October 21, 2013
AUSTIN, Tex., Oct. 21 -- The Texas Advanced Computing Center (TACC) at The University of Texas at Austin today announced that the innovative, highly parallel Intel Xeon Phi coprocessors that add more than seven petaflops (PF) of performance to the Stampede supercomputer were accepted by a National Science Foundation (NSF) review team and began full production in August.
With the Xeon Phi coprocessors now in production, TACC and the Cornell University Center for Advanced Computing, one of the Stampede project partners, are ramping up training activities and providing the documentation necessary to assist researchers in making the most effective, efficient use of this new technology.
“We’re excited that the coprocessors have entered full production mode, and as a result, we’re offering more training and documentation to expand the growing user base,” said TACC Director Jay Boisseau. “This technology provides a unique capability and opportunity for researchers, especially as one of the paths toward exascale computing.

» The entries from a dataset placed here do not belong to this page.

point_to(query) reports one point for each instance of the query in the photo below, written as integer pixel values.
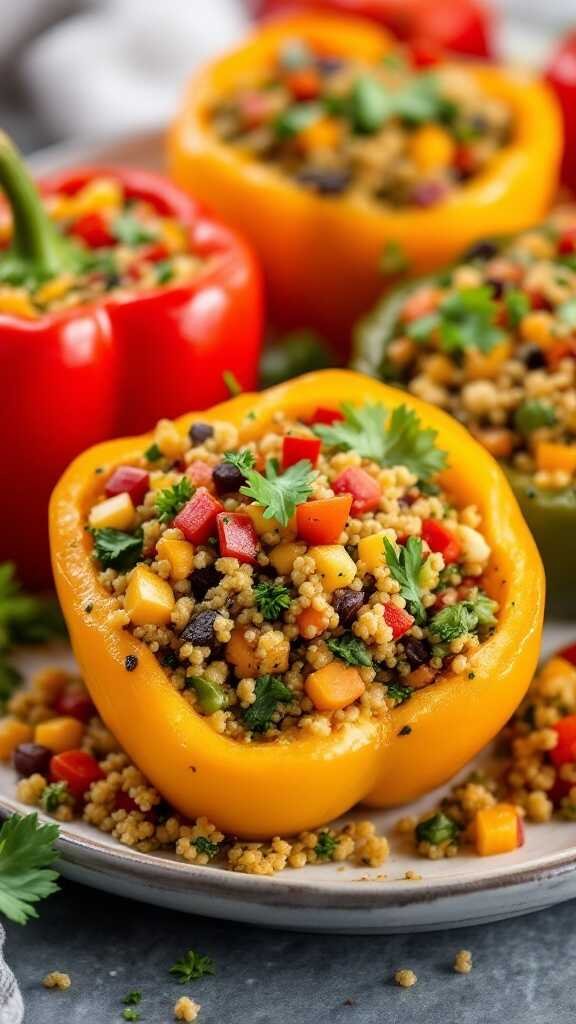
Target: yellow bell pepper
(322, 255)
(264, 788)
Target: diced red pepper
(399, 620)
(328, 416)
(364, 488)
(93, 229)
(296, 449)
(237, 537)
(440, 538)
(130, 479)
(323, 520)
(77, 768)
(198, 518)
(75, 706)
(565, 751)
(569, 653)
(200, 473)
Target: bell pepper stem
(36, 241)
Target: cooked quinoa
(125, 245)
(492, 341)
(398, 134)
(315, 577)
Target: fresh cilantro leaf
(437, 829)
(270, 691)
(405, 567)
(532, 415)
(272, 599)
(279, 494)
(131, 231)
(350, 649)
(192, 967)
(518, 305)
(117, 550)
(171, 500)
(326, 846)
(27, 850)
(401, 441)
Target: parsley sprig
(279, 494)
(27, 851)
(272, 599)
(405, 565)
(398, 440)
(171, 500)
(270, 691)
(350, 649)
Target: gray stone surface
(525, 970)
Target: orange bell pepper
(321, 255)
(263, 788)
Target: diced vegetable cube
(334, 565)
(149, 599)
(114, 513)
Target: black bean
(200, 432)
(200, 630)
(202, 581)
(326, 181)
(31, 758)
(228, 478)
(347, 603)
(416, 651)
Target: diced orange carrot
(334, 686)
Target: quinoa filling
(492, 340)
(314, 577)
(398, 134)
(125, 244)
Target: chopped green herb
(192, 967)
(350, 649)
(405, 565)
(117, 550)
(170, 501)
(27, 851)
(437, 829)
(270, 691)
(532, 415)
(400, 440)
(272, 599)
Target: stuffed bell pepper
(305, 602)
(120, 301)
(348, 167)
(492, 340)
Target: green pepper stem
(36, 240)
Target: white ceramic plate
(463, 891)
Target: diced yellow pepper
(371, 551)
(149, 599)
(552, 456)
(178, 553)
(12, 733)
(168, 438)
(334, 565)
(116, 513)
(284, 556)
(59, 734)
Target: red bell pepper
(85, 374)
(296, 449)
(237, 537)
(76, 768)
(457, 26)
(440, 538)
(323, 520)
(364, 488)
(198, 518)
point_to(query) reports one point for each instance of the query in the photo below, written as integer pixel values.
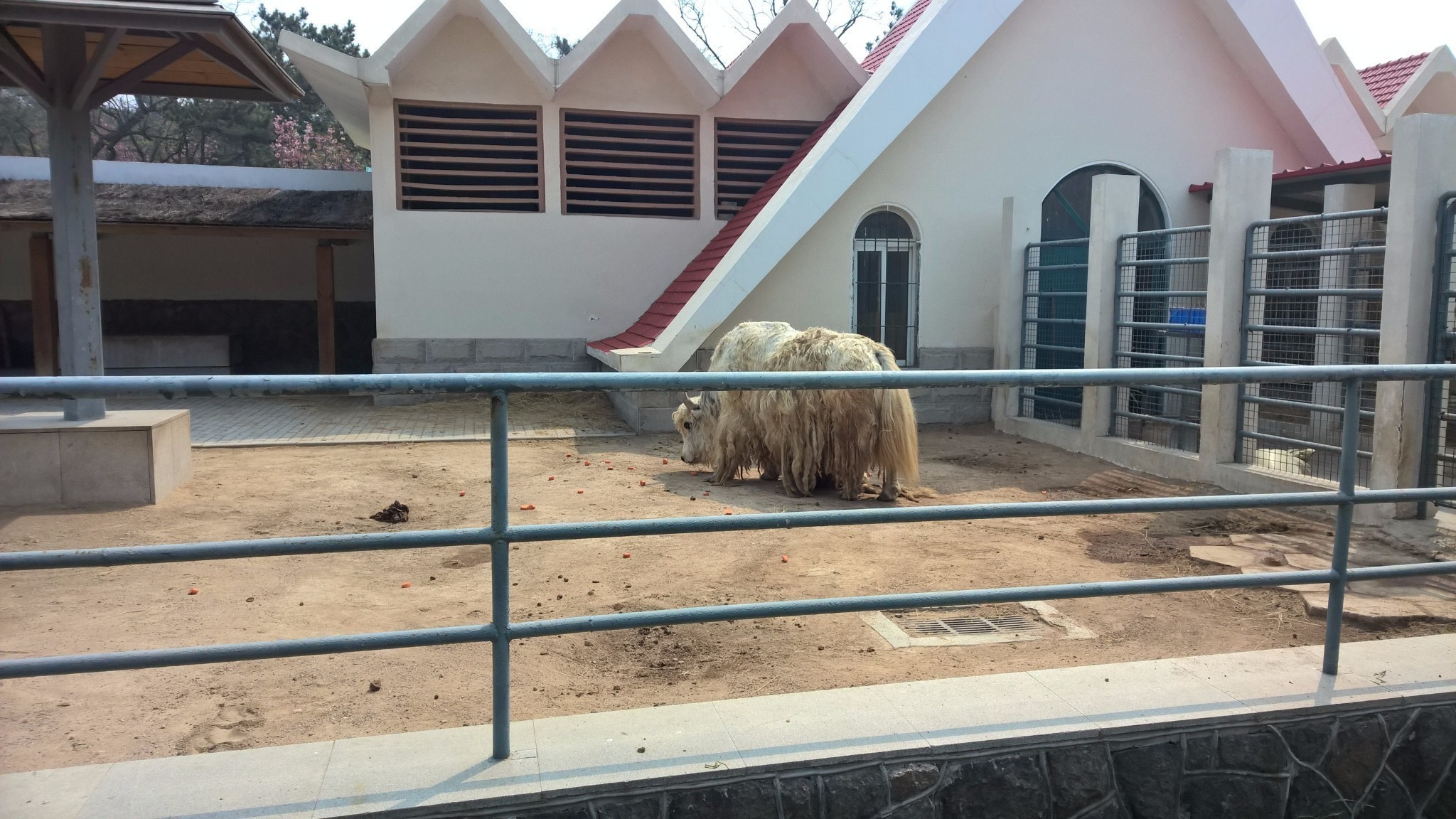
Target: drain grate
(973, 626)
(968, 626)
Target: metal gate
(1440, 434)
(1312, 296)
(1053, 336)
(1161, 302)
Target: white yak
(798, 436)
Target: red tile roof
(1314, 171)
(893, 37)
(1386, 79)
(655, 319)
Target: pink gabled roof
(889, 43)
(665, 308)
(1386, 79)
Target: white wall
(204, 269)
(548, 274)
(1064, 83)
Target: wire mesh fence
(1054, 309)
(1161, 311)
(1312, 296)
(1440, 437)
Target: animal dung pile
(393, 513)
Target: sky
(1372, 31)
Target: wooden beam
(323, 270)
(95, 68)
(140, 73)
(43, 305)
(236, 230)
(19, 68)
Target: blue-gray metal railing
(1160, 315)
(1312, 295)
(501, 534)
(1053, 331)
(1439, 469)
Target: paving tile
(273, 783)
(589, 749)
(48, 795)
(1130, 694)
(847, 723)
(439, 767)
(985, 710)
(1283, 680)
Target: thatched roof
(233, 208)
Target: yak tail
(897, 448)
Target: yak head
(695, 419)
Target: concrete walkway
(450, 771)
(273, 422)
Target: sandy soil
(250, 493)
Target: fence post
(1344, 518)
(1242, 184)
(1423, 166)
(1021, 225)
(1114, 213)
(500, 582)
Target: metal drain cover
(975, 626)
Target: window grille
(468, 158)
(747, 154)
(629, 164)
(887, 284)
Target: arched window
(887, 283)
(1068, 208)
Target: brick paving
(273, 422)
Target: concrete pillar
(1114, 213)
(1242, 184)
(73, 205)
(1021, 225)
(1423, 168)
(1334, 272)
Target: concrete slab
(579, 752)
(850, 723)
(132, 456)
(1004, 707)
(50, 795)
(440, 767)
(1129, 694)
(280, 783)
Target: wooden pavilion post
(323, 272)
(73, 203)
(43, 304)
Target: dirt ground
(268, 491)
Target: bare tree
(751, 16)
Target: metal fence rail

These highly data parallel processors will become even more powerful with subsequent generations.”
TACC expects Stampede to receive the next generation of Intel Xeon Phi coprocessors in the 2015 timeframe.
With a theoretical peak performance of nearly 10 petaflops, Stampede is powered by two different Intel processor architectures: the base cluster, which comprises 6,400 nodes with two Intel Xeon E5 processors each, providing 2.2 petaflops of computing power; and the innovative component, which comprises 6,880 Intel Xeon Phi coprocessors that add more than seven petaflops of performance.
“The base cluster of Stampede is heavily utilized,” said Bill Barth, TACC’s director of High Performance Computing. “Now that we’ve fully explored the performance ramifications of the innovative coprocessors, we encourage users to adopt them if their codes are amenable to any of the programming styles.”
When it was deployed in January 2013, Stampede was the first large-scale system to integrate the new Intel Xeon Phi coprocessor technology. The system is the most powerful and capable of the 16 high performance computing, visualization and data analysis resources in the NSF-funded Extreme Science and Engineering Discovery Environment (XSEDE) partnership.
Today, nearly 3,000 science and engineering researchers from around the world use Stampede to tackle a variety of numerical and data-intensive problems. Through in-person, webcast and online training, TACC staff assists these researchers in using resources of this magnitude to achieve their scientific goals.